ループ11回目の聖女ですが、隣国でポーション作って幸せになります!2
 もう少し大人になって、アンセルムの様子が落ち着いたら伝えてやろうと思っていた。

「アンセルム様は、気づいてらっしゃいます」

 え? と声に出す間もなかった。シアはゆっくりと繰り返した。アンセルムは、気づいている――と。

「嘘だろ?」
「いえ。今朝、ずいぶん思い詰めた表情で、離宮にいらっしゃいました」

 どこで気がついたのだろう。
 アンセルムの耳には入らないようにしてきたはずだった。
 イリアとアンセルムのやりとりについては許可しているが、イリアからの手紙については一度こちらで目を通してからアンセルムに渡すようにしているのに。

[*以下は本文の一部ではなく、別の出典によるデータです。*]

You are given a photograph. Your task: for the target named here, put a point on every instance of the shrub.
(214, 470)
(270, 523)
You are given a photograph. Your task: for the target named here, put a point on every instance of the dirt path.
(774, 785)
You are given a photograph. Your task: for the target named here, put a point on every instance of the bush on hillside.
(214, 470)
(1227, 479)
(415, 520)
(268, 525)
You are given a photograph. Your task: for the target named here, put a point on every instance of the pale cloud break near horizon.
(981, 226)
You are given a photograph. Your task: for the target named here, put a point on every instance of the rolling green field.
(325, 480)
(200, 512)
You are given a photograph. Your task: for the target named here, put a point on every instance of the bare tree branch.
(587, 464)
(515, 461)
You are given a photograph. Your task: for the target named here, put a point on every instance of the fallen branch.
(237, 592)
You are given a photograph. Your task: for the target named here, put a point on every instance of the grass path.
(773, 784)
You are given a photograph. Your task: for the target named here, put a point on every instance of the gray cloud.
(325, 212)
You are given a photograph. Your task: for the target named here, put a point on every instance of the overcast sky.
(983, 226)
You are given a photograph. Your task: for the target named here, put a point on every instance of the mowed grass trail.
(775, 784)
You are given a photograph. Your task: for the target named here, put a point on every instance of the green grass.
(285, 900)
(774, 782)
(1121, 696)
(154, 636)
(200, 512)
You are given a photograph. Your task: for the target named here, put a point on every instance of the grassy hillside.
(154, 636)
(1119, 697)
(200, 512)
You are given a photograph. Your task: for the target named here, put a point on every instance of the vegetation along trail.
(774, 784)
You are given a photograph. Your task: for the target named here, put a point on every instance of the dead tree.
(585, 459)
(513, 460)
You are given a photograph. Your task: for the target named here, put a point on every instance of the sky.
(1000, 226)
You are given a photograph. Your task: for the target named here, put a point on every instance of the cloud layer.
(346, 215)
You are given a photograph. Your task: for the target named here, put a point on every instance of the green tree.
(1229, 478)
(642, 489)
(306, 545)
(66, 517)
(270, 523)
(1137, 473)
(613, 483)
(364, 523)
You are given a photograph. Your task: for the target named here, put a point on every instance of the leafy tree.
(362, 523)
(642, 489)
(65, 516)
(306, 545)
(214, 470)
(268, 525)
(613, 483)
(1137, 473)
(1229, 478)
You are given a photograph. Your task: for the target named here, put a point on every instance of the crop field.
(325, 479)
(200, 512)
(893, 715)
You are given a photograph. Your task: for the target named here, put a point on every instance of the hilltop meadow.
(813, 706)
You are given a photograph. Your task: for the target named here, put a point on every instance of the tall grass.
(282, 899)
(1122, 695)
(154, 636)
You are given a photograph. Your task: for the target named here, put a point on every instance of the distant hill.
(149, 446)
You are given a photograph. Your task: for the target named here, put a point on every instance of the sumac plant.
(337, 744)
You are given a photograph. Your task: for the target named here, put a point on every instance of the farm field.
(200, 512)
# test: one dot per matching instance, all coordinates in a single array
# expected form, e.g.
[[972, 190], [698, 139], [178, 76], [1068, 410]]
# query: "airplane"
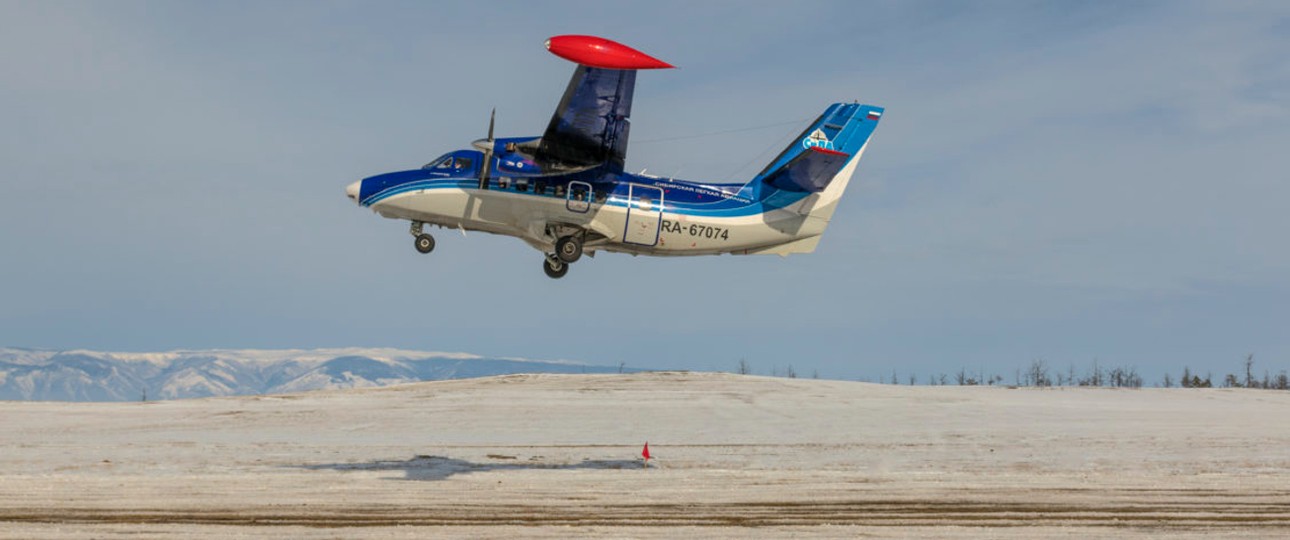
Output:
[[566, 193]]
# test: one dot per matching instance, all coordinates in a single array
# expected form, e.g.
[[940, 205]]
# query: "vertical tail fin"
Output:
[[821, 160]]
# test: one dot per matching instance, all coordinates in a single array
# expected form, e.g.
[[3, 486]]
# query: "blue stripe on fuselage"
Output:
[[845, 124]]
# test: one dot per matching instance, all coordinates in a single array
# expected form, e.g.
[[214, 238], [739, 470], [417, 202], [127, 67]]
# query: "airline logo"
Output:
[[818, 139]]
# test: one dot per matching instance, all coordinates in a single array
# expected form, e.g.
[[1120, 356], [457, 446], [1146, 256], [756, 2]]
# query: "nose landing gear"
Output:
[[569, 249], [423, 242]]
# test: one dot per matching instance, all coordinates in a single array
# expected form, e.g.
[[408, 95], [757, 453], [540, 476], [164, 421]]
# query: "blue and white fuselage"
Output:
[[545, 196]]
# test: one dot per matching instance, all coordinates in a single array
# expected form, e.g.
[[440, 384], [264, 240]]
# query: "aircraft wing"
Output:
[[591, 123]]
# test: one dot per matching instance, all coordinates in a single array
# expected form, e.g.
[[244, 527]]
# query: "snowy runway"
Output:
[[556, 455]]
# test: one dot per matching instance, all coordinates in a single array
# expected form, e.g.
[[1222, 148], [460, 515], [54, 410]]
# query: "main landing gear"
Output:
[[423, 242], [568, 251], [554, 267]]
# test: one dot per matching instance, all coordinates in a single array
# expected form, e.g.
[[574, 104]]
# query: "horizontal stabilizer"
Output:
[[810, 172]]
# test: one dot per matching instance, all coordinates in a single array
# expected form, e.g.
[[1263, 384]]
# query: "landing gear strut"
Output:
[[425, 242], [569, 249], [554, 267]]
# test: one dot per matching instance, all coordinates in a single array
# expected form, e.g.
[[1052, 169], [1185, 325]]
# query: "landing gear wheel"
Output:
[[555, 268], [569, 249], [425, 242]]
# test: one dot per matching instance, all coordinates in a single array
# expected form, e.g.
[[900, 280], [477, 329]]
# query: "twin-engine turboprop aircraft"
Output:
[[565, 192]]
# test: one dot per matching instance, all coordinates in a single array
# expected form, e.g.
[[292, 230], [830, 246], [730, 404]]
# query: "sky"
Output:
[[1068, 182]]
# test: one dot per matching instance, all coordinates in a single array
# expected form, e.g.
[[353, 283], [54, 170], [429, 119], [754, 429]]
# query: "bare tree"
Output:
[[1036, 374]]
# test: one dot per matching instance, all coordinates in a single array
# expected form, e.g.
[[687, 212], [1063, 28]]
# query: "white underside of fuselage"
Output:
[[623, 226], [539, 221]]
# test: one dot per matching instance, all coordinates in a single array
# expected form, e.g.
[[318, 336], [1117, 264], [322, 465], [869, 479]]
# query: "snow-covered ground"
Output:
[[735, 456]]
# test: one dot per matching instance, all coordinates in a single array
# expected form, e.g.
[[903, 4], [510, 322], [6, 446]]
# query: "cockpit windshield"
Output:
[[443, 163]]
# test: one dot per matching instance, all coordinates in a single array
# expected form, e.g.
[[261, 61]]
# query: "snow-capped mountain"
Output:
[[89, 375]]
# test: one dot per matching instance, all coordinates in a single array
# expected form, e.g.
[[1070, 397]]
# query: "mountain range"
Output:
[[90, 375]]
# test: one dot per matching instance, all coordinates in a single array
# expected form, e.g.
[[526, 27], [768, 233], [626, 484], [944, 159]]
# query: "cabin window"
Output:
[[440, 164], [578, 192]]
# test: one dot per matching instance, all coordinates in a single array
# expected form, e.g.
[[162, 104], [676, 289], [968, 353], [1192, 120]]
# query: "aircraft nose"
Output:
[[352, 191]]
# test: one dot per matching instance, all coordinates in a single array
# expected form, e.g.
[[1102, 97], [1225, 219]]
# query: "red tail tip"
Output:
[[599, 52]]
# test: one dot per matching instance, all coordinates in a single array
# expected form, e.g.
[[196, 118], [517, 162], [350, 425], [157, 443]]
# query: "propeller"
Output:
[[486, 147]]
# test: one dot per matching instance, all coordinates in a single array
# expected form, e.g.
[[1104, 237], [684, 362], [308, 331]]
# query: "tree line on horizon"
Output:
[[1040, 374]]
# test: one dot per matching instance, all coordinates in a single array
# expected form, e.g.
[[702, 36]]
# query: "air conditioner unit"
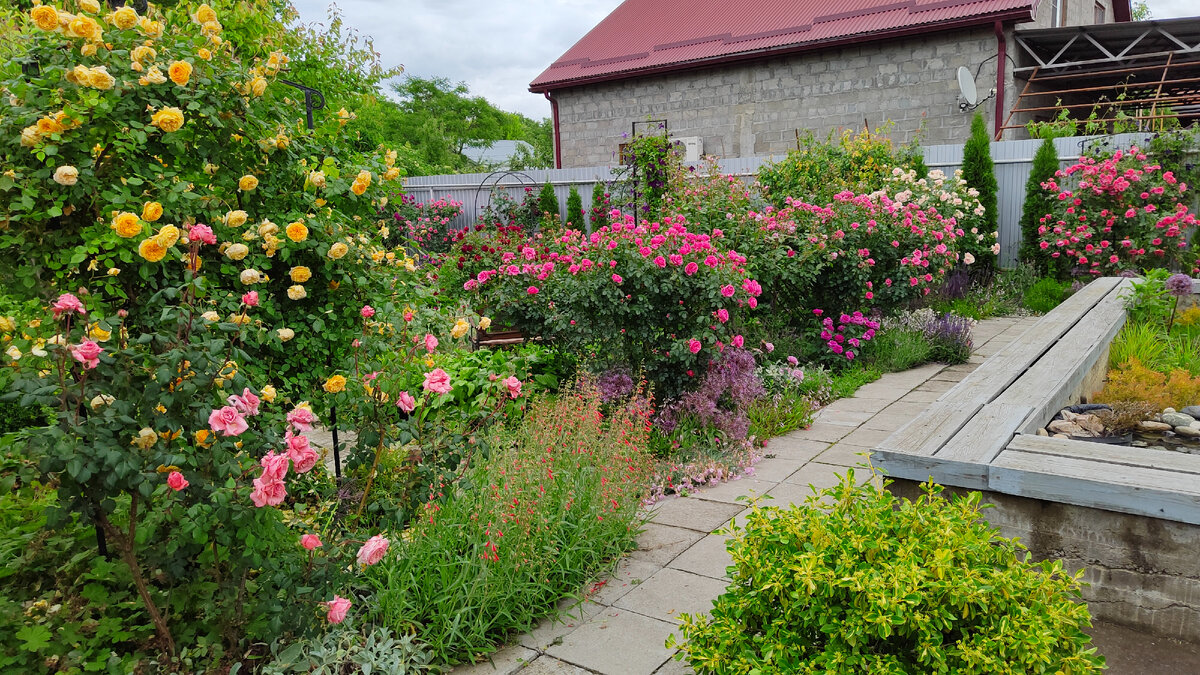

「母親が罪を犯した、と言うことはご存じのようでした。それを、陛下が隠していることも気づいていらっしゃいます」
「アンセルムが? どこから漏れた」
「探すのは難しいのではないでしょうか。アンセルム様も、どこで聞いたのかは言わないでしょうし」

 イリアのことはともかくとして、アンセルムには罪を問うべきではないと思っていた。
 事情が事情だから、成人したら王籍を離れることにはなるだろうが、弟への愛情を失ったわけではない。